Nawaz had touched down in Islamabad on Saturday afternoon as he ended his four-year exile, which was spent in the United Kingdom. It had followed his conviction in the Panama Case, a jail term and lifetime disqualification from contesting polls in the country.
Thus, Saturday presented an emotional moment for Nawaz and his family.
But other major political parties in the country suggested that the show in Lahore seemed to benefit Nawaz and his party, but if he wants to solve the problems of the public, he should perhaps join them in demanding a date for elections.
Political leaders, after spending time in exile, always come up with tall claims, but the implementation of their claims rarely materialises, they said.

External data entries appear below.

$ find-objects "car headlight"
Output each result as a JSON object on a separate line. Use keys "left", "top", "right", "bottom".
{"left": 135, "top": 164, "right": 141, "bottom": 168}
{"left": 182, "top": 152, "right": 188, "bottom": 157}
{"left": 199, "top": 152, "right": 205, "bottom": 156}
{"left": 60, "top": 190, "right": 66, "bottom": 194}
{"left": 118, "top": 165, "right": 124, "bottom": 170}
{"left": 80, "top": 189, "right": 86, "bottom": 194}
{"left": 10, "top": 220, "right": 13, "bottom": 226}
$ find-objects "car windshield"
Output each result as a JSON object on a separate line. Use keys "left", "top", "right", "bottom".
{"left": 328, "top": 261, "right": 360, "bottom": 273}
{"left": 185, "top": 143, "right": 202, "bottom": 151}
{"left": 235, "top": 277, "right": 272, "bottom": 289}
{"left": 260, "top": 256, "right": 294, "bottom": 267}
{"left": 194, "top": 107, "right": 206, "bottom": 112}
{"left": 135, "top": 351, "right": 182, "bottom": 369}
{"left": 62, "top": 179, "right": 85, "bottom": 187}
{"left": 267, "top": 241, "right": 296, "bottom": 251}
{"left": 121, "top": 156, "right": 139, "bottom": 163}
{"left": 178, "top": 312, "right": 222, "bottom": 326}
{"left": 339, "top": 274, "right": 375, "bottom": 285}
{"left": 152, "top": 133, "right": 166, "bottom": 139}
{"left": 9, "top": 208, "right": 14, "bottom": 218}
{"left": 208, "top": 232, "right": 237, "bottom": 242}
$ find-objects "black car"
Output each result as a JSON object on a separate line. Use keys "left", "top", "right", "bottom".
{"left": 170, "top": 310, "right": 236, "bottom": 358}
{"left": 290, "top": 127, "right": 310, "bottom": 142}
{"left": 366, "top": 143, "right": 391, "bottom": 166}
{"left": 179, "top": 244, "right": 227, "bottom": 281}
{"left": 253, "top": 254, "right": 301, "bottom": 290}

Pakistan Peoples Party (PPP) senior leader Taj Haider, while commenting on Nawaz Sharif's near hour-long speech at Minar-e-Pakistan, told The Friday Times that the points made by the deposed prime minister were good for his supporters. At the same time, his party will benefit from the return of their supremo.
"It is welcoming for every exiled leader to return to the country," he said, adding that Nawaz Sharif was seemingly different from his usual self in Saturday's speech.
At this juncture, he said, political parties should concentrate on conducting polls in the country.
"Elections should be the foremost priority of all the political parties," Haider commented.
During his speech, Nawaz Sharif had a momentary slip when he named Imran Khan but then quickly recanted and said he did not wish to name any political leader, party or group as he did not believe in pursuing politics of vengeance.
However, with several indirect jibes directed towards the Pakistan Tehreek-e-Insaaf (PTI), the party had a hard-hitting reaction to his first speech after returning to the country.
PTI leader, Advocate Shoaib Shaheen, told The Friday Times that the facility and protocol afforded to an absconding convict like Nawaz Sharif was all because of a deal with Pakistan's all-powerful establishment.
"Nawaz Sharif should be treated as a criminal in the country (given that he remains convicted and his sentence has not been overturned)," Shaheen said, adding that it was the country which would face its consequences.
In such a scenario, if Nawaz Sharif actively participates in the upcoming polls, it would serve to make them controversial and thus create an imbalance in society.
"These looters and plunderers would never bring positive change in the country," Shaheen commented.
In his speech, former Prime Minister Nawaz Sharif touched on different matters but did not speak much about the upcoming elections. The Election Commission of Pakistan (ECP) has announced a tentative schedule for the polls at the end of January.
Having been thrice elected as prime minister, the PML-N supremo claimed that he does not believe in political victimisation or vengeance and wants to work towards the country's economic recovery.
Having taken off from Dubai with a substantial entourage, Sharif arrived by chartered flight to Islamabad, after which he addressed a mammoth rally in his hometown, Lahore.